The generation of reservoir grids has to take into account numerous flow parameters, static and dynamic, from the fine-scale geological models to minimize discretization errors. These parameters are generally encoded separately as constraints on cell size, orientation and aspect ratio. In this paper, we propose to encode them all at a time in a Riemannian metric tensor field and to apply a global optimization method. This method is based on Centroidal Voronoi Tesselation algorithms under Lp norm and generates unstructured hex-dominant reservoir grids, optimum in terms of sampling.
We apply these principles to generate flow-based reservoir grids. We use a fine-scale velocity field to compute the norm and the directions of the metric tensor: the generated grids are refined in regions of high flow and the cell facets are oriented along the streamline directions.
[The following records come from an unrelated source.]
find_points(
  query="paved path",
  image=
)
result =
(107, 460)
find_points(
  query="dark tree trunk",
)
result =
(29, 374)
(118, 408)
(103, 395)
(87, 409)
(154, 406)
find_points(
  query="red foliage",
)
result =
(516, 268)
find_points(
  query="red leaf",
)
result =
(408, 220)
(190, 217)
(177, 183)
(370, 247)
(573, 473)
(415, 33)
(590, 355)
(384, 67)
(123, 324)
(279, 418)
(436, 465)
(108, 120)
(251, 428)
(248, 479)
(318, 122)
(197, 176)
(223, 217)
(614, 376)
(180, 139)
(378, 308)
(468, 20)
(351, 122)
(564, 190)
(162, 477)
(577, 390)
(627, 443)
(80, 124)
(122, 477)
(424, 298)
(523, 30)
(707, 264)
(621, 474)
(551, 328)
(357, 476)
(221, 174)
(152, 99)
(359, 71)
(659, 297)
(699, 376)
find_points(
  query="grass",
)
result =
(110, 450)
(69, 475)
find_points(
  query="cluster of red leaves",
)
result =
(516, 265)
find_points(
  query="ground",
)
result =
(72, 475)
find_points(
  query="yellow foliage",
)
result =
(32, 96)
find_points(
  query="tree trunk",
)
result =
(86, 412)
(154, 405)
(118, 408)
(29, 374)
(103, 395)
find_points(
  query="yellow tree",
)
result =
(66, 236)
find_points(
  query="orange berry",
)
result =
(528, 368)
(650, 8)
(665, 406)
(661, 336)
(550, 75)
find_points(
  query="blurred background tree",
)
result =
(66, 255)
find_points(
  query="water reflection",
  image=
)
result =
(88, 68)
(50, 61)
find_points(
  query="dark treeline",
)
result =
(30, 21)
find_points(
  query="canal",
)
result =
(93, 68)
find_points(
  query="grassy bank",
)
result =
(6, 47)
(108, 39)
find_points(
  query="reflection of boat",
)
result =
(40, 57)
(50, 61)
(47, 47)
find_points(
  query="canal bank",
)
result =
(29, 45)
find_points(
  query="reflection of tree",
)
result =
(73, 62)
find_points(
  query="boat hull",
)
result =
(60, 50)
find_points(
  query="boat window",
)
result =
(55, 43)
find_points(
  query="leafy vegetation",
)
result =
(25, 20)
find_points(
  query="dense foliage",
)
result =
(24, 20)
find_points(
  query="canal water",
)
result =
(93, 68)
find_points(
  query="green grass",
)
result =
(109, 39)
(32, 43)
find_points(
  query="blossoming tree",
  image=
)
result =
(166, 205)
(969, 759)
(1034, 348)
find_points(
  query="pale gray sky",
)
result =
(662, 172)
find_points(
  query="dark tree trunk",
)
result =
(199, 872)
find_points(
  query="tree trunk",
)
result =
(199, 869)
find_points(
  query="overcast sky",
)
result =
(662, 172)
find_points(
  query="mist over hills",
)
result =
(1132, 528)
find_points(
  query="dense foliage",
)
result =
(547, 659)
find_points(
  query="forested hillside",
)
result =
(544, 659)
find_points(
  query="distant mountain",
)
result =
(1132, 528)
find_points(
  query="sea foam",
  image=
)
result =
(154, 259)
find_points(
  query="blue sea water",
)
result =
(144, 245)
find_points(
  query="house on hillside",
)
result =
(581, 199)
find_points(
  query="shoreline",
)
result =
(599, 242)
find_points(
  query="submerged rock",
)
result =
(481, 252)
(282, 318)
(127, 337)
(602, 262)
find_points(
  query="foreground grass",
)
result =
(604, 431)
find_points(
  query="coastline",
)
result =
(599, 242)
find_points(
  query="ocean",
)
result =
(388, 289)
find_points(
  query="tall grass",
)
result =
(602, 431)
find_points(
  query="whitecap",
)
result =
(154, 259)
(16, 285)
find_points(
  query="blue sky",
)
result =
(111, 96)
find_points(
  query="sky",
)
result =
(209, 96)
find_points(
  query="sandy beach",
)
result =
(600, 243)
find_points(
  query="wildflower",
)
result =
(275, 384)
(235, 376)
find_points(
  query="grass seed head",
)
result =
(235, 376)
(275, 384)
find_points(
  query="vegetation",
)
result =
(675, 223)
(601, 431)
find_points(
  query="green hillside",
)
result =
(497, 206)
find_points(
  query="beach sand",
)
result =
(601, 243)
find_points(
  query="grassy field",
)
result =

The grids are therefore suitable to a discretization with two-point-flux approximation. The simulation results obtained with these grids are then compared with those computed on a standard Cartesian grid of the same size. These first results are encouraging and need further investigation.
The method is general, and can account for other dynamic parameters, such as vorticity, that can be weighted and introduced in the metric tensor. Furthermore, CVT algorithms can be adapted to take into account fine-scale static features in the grid generation process. Because the gridding is fully automatic, a possible extension of this work is to update the grid between simulation time steps to reflect changes in boundary conditions.